Dialogrunde Brustkrebs am 23. November 2015 in München

Eine Veranstaltung von Pfizer und Brustkrebs Deutschland e.V. in Kooperation mit Mamma Mia!Das Brustkrebsmagazin und der Ärzte Zeitung

Ansatzpunkte für bessere Versorgung

Im PresseClub München diskutierten Betroffene, Experten, Journalisten und Industrievertreter Ende November 2015 über Möglichkeiten, die Situation von Patientinnen mit metastasiertem Brustkrebs zu verbessern. Einigkeit herrschte darüber, dass die Öffentlichkeit besser für die spezifische Situation von Frauen mit metastasiertem Brustkrebs sensibilisiert werden sollte.

v.l.n.r. Dr. Daniel Kalanovic, Senior Direktor Medizin bei Pfizer Oncology, Eva Schumacher-Wulf, Herausgeberin von „Mamma Mia!“, Andrea von Grolman, Patientin, Wolfgang van den Bergh, Chefredakteur der Ärzte Zeitung, Prof. Dr. Nadia Harbeck, Leiterin des Brustzentrums und der Onkologischen Tagesklinik der Frauenklinik der Universität München, Renate Haidinger, 1. Vorsitzende des Vereins Brustkrebs Deutschland e.V., Dr. Johannes Ettl, Leiter der Gynäkologischen Tagesklinik der TU München im Klinikum rechts der Isar

Es sei wichtig, das weit verbreitete Unverständnis schrittweise abzubauen, betonte Eva Schumacher-Wulf, Herausgeberin des Brustkrebsmagazins „Mamma Mia!“.

Auch der Zugang zu qualitativ hochwertigen Informationen müsse verbessert werden. Ein erster Schritt wurde auch gleich unternommen: Der Chefredakteur der Ärzte Zeitung, Wolfgang van den Bergh, der die Veranstaltung moderierte, kündigte an, die Zusammenarbeit mit „Mamma Mia!“ künftig zu intensivieren.

In der Krebsforschung sieht Dr. Daniel Kalanovic, Senior Direktor Medizin bei Pfizer Oncology, weiterhin großen Bedarf für die Entwicklung neuer Behandlungsmöglichkeiten, die den spezifischen Bedürfnissen von metastasierten Patientinnen entgegenkommen. „Wir arbeiten eng mit Ärzten und Patienten zusammen und konzipieren gemeinsam Studien, in denen wir therapeutischen Fortschritt und wirklichen, spürbaren Patientennutzen belegen können.“

Ebenfalls auf medizinisch-fachlicher Ebene plädierte Dr.
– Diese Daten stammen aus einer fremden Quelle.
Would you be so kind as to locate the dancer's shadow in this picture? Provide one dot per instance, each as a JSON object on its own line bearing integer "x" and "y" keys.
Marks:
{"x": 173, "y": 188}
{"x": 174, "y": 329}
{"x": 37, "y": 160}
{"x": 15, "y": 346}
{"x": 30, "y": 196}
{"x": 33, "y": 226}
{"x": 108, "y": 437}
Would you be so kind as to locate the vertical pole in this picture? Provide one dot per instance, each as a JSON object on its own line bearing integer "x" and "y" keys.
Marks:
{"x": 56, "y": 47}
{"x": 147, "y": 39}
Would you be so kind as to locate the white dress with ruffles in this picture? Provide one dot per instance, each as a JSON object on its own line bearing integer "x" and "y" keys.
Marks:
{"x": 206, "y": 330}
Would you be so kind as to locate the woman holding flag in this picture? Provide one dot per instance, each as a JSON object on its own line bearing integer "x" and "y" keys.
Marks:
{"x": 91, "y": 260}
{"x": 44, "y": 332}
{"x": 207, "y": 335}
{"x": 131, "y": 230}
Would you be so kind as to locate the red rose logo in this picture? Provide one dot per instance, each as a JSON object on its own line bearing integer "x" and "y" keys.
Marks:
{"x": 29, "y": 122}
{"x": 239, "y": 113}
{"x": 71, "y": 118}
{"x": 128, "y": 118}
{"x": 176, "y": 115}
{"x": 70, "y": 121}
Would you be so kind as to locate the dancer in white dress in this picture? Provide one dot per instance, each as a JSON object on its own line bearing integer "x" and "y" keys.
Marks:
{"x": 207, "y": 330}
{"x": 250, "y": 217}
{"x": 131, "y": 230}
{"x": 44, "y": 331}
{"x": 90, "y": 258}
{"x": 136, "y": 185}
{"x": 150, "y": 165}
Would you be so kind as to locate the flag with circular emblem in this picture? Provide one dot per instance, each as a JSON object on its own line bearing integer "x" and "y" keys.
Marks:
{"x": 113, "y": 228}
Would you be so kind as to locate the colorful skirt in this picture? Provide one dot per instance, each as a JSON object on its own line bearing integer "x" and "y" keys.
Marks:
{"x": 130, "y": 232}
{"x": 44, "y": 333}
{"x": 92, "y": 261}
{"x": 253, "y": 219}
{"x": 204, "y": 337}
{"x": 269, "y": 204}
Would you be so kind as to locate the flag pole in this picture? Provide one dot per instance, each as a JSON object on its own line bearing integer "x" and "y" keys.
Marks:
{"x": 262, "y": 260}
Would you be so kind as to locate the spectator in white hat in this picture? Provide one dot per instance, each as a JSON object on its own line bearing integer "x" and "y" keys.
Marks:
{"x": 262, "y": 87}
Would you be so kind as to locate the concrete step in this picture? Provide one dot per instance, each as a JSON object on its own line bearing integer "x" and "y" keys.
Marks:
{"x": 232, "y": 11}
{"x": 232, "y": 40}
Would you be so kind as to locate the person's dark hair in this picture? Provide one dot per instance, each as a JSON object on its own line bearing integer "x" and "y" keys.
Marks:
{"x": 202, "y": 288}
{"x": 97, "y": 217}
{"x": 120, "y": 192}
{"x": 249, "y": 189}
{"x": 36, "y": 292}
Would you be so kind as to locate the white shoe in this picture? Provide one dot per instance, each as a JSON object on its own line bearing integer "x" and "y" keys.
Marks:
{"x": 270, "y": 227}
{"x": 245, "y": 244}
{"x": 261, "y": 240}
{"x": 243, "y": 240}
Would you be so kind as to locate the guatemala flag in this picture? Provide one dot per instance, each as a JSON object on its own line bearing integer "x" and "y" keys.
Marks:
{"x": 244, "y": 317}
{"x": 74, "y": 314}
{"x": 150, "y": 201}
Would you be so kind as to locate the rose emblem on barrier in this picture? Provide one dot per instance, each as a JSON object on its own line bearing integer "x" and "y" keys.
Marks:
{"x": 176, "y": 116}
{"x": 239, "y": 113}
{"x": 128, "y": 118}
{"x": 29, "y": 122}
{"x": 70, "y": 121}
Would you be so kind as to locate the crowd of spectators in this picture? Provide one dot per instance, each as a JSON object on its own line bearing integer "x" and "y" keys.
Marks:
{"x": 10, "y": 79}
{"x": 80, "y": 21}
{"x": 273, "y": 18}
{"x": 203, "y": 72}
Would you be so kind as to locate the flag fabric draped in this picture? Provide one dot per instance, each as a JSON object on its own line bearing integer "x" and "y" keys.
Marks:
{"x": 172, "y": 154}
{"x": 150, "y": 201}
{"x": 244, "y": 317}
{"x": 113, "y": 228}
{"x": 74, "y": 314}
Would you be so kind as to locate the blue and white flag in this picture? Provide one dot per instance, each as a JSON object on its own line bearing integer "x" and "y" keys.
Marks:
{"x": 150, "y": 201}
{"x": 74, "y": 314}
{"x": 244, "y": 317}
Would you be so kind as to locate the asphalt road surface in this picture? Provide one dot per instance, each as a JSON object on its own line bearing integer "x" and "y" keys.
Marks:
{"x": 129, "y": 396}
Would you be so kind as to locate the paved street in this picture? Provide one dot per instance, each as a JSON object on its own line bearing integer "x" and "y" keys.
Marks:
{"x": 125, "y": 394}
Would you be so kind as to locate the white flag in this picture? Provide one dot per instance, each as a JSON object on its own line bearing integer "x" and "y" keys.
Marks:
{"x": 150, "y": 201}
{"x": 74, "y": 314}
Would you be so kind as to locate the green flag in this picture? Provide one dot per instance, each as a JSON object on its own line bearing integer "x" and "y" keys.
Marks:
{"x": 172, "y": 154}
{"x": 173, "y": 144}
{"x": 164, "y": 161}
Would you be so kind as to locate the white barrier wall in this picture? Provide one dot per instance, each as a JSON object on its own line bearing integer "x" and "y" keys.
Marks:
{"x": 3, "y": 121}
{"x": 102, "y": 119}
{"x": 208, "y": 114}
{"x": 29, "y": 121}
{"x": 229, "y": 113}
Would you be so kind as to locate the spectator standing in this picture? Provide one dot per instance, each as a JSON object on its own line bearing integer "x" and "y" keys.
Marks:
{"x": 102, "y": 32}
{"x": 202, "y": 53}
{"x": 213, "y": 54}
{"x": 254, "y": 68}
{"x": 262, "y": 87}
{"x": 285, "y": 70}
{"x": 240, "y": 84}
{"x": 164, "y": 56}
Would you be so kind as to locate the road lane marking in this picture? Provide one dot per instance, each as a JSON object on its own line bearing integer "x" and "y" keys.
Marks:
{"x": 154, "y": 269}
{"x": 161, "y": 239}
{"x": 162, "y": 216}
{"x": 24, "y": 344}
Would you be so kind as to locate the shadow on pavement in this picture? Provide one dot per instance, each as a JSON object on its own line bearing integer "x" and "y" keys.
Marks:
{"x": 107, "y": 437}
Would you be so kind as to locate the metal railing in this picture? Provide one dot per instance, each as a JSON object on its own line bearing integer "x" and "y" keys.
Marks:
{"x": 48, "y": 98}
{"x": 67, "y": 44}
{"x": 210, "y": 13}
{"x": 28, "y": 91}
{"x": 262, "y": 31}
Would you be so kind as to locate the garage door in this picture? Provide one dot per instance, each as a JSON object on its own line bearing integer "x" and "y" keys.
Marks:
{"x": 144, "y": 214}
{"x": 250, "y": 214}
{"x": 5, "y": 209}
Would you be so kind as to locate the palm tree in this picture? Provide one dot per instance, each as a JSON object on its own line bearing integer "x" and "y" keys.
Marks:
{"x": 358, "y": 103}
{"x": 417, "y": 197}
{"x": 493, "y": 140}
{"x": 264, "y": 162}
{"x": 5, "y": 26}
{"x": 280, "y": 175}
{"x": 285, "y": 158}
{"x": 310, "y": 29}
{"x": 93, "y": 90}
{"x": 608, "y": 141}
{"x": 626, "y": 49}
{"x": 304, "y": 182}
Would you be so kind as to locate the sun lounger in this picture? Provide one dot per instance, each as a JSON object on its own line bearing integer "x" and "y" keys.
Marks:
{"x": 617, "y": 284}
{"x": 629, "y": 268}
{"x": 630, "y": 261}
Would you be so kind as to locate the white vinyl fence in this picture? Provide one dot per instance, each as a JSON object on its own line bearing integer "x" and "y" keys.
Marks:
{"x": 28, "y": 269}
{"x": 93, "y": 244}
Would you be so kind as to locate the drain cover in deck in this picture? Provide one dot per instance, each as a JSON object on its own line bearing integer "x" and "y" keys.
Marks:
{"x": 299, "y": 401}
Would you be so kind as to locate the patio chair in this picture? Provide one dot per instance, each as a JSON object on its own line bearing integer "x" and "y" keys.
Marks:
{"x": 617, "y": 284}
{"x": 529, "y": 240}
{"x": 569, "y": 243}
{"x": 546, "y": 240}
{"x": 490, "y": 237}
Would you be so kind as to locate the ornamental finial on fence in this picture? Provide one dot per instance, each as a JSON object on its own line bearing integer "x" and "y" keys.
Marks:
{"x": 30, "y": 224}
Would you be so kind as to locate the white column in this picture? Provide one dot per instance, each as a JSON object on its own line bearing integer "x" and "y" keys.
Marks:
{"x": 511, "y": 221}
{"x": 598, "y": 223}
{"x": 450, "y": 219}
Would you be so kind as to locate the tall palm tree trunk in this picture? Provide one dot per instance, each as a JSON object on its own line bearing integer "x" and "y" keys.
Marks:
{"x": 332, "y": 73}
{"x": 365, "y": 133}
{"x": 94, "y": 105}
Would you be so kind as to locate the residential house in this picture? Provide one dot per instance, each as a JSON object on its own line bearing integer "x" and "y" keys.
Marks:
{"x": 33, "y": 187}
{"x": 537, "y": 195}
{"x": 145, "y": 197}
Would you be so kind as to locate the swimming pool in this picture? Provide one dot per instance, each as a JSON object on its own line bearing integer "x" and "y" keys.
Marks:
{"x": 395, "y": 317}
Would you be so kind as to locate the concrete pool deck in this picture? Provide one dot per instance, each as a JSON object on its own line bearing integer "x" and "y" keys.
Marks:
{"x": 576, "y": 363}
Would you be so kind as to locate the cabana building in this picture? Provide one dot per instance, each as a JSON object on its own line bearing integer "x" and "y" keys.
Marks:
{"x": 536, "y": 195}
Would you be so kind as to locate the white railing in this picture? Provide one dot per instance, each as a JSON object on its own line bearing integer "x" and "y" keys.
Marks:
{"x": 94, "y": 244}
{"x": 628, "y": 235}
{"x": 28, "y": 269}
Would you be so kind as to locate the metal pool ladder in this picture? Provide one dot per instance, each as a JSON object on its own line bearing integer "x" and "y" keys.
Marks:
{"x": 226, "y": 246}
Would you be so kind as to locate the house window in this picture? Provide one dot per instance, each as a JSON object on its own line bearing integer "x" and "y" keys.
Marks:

Johannes Ettl, Leiter der gynäkologischen Tagesklinik der TU München im Klinikum rechts der Isar, für eine stärkere Beachtung des metastasierten Brustkrebses innerhalb der Brustkrebszentren.

Weitere Qualitätsparameter gefordert

Zwar gebe es genug Brustkrebszentren, nicht alle seien aber auf metastasierte Patientinnen optimal eingestellt: „Ich denke, die Fachgesellschaften sollten für den fortgeschrittenen Brustkrebs mehr Qualitätsparameter definieren, die bei der Zertifizierung abgefragt werden können. Bisher beziehen sich 98 Prozent der Qualitätskriterien auf den frühen Brustkrebs.“

Eva Schumacher-Wulf erinnerte in diesem Zusammenhang auch an Defizite bei psychoonkologischen Angeboten: „Kassenpatienten warten in ländlichen Regionen teilweise sechs bis neun Monate auf einen Psychoonkologen, und es gibt Gegenden, in denen gibt es überhaupt keine Psychoonkologen mit Kassenzulassung. Das kann nicht sein.“

Zeitbedarf ist deutlich höher

Auf Versorgungsebene schließlich muss es darum gehen, Strukturen und Vergütungssysteme so zu gestalten, dass eine moderne, individualisierte Therapie auch in der Praxis umsetzbar wird. So ist bei den neuen, oft oralen Therapien der Zeitbedarf für das Arzt-Patienten-Gespräch deutlich höher als bei intravenösen Chemotherapien. „Das sollte sich auch in einer entsprechenden Vergütung der sprechenden Medizin niederschlagen“ so Ettl.

Aus Patientensicht seien außerdem konstante Ansprechpartner wünschenswert, betonte Renate Haidinger. Es komme noch zu oft zu Überweisungen aus versorgungspolitischen Gründen. Abhilfe schaffen könnte die neue ambulante, spezialfachärztliche Versorgung (ASV), bei der zumindest in der Onkologie Krankenhäuser und niedergelassene Ärzte miteinander arbeiten. Ob dieses Modell funktioniert, muss sich zeigen.